セグメント間の時間関係を記録したSMIL変換を伴ったコンテンツセグメンテーション

コンテンツ位置を最適なサロゲート位置に書き換えたSMIL変換によるリクエストルーティング

SMILファイルから抽出された時間情報に基づくプリフェッチスケジューリング

クライアント移動にあわせて最適なサロゲート位置に置き換えるSMILファイル更新機構

また,モバイルQoSテストベッド上に構築した現状のMSM-CDNプロトタイプシステムについても報告する.本プロトタイプは3GPP-PSS規格に準拠し,すべてのインタフェースをSOAPにより実装している.本プロトタイプシステムによる実験において,コンテンツセグメンテーションによるセッション確立時間の短縮効果を示す.

第5章

本章では,片方向の無線チャネル上で動作する放送型ストリーミングプロトコルを検討する.3G MBMSのように無線チャネルがブロードキャスト配信に対応したときに,ブロードキャスト配信においてもユニキャスト配信と同様に,テキスト情報や静止画などの静的なメディアも音声や映像に同期させて表示させる機能が求められる.しかし,ユニキャスト配信で用いられているプロトコルを片方向の無線放送チャネルに提供することができない.

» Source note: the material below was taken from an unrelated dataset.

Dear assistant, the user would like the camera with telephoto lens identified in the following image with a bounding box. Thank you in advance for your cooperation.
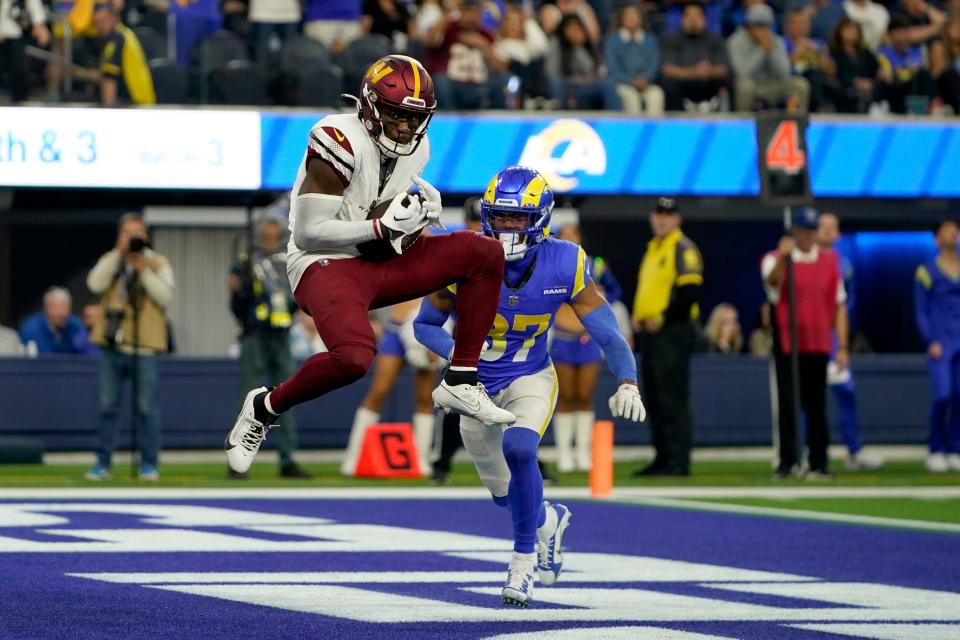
[128,236,150,253]
[103,309,123,347]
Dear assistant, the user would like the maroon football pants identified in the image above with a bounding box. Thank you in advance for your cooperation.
[270,231,503,413]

そこで3GPP-PSS規格との整合性を考慮しつつ,かつ片方向の無線放送チャネル上に適用可能な放送型ストリーミングプロトコルを提案する.提案プロトコルでは,1)柔軟なレイアウト設定を可能とするSDPと連携したSMIL記述と,2)RTPカルーセルによる静的メディアオブジェクトの高信頼伝送及び同期再生機能,を提供する.

モバイルQoSテストベッド上に提案プロトコルによるシステムプロトタイプを構築し,3G無線チャネルエミュレーション上での実験を行う.実験結果から,メディア伝送の信頼性と再生待ち時間のトレードオフ関係や,SDP,SMIL,Iフレームの同期伝送による待ち時間短縮効果を明らかにする.今後の課題としては,更なる待ち時間の短縮が必要である.テレビのようにザッピングすることを考えると,待ち時間はせいぜい1~2秒程度に抑えることが求められる.

第6章

本論文の主たる結果をまとめるとともに,今後の課題として,端末能力の制約を考慮した革新的なユーザインタフェースと,ケータイならではのデバイスを活用した新たなサービス展開が重要と考えている.ケータイユーザの利用形態を把握することも重要であり,データを活用した行動解析を検討している.

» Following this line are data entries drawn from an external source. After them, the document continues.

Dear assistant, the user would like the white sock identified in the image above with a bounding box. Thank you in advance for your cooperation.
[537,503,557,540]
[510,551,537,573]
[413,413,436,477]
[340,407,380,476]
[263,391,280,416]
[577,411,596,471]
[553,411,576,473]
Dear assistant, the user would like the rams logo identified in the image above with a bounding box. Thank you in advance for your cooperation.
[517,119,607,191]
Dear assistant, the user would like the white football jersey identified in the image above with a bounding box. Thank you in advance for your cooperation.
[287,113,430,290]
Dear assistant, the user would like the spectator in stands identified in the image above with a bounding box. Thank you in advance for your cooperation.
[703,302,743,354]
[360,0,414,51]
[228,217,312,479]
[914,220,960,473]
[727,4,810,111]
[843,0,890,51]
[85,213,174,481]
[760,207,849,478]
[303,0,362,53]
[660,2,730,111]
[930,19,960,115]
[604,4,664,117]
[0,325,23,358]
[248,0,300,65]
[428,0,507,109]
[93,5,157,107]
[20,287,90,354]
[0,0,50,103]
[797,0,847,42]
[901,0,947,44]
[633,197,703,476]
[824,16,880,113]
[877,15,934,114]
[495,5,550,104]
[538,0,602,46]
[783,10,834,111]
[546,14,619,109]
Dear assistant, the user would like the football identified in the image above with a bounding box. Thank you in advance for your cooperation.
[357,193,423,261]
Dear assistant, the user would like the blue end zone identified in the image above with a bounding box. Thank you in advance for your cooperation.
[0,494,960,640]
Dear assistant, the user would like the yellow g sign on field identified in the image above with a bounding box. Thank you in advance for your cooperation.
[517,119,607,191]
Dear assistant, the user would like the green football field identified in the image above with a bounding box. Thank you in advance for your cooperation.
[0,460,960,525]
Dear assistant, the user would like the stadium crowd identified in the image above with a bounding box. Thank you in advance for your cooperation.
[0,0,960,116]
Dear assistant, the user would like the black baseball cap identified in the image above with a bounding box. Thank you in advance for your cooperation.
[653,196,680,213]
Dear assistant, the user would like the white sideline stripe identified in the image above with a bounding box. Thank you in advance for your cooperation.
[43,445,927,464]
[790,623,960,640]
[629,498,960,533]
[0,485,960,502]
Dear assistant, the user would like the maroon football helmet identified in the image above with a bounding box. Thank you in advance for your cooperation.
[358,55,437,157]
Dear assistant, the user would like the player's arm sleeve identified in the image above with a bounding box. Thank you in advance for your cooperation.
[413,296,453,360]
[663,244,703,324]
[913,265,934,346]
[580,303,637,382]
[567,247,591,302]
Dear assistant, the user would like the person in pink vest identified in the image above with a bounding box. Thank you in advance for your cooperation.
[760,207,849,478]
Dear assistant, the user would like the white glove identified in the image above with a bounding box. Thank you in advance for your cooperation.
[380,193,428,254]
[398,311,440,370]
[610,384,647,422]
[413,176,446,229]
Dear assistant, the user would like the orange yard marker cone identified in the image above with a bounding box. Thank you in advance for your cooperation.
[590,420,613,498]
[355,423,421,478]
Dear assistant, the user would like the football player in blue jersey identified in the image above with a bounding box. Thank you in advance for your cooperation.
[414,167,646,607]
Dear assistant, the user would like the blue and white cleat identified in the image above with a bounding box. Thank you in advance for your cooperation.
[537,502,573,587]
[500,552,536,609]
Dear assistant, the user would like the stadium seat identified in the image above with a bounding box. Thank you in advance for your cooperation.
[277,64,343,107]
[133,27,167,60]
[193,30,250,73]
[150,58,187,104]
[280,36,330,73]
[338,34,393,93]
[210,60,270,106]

また今後のモバイルマルチメディアサービスの展望についても述べる.VoIPやRTPストリーミングは,技術は確立されつつあるのに対し,本格展開は見えていない.一方で,DLNAや放送サービスとの連携など,家電や放送業界を巻き込んだマルチメディアサービスの展開が期待される.

審査要旨 要旨を表示する

本論文は「モバイルマルチメディア伝送の高品質・高機能化に関する研究」と題し,低品質な無線リンク特性や端末のモビリティ等のモバイルマルチメディア伝送特有の課題に対し,無線リンク,トランスポート,ネットワークシステムの幅広い観点から議論を進め,各課題を克服するための要素技術について提案及び評価を行っている.

1章は「序論」であり,マルチメディア化が進む"ケータイ"向けサービスの動向と,モバイルマルチメディアを支える標準化技術を紹介するとともに,モバイルマルチメディア伝送に向けた課題と各課題に対する研究状況を述べている.そして本論文における各研究テーマが取り組む課題を明らかにしている.

2章は「ロバストヘッダ圧縮」と題し,無線リンクにおいてRTP/UDP/IPヘッダのオーバヘッドを削減するロバストヘッダ圧縮技術について提案を行っている.従来のヘッダ圧縮技術(CRTP)では,無線リンク誤りによるパケットロスが発生した場合,以降の圧縮ヘッダを正しく復元することができずに廃棄するという問題があった.その問題を解決するために,複数のヘッダを参照し圧縮することで,1つのパケットロスがあっても同期はずれを生じないMRC(Multi-Reference Compression)方式と,同期はずれがあったとしても同期を再確立したリフレッシュヘッダの情報に基づき後方から圧縮ヘッダの復元を試みるRevDec(Reverse Decompression)方式を提案している.これら2方式がパケットロスのある無線リンクに対して有効であり,主観品質も向上させることをシミュレーション及び伝送実験により明らかにしている.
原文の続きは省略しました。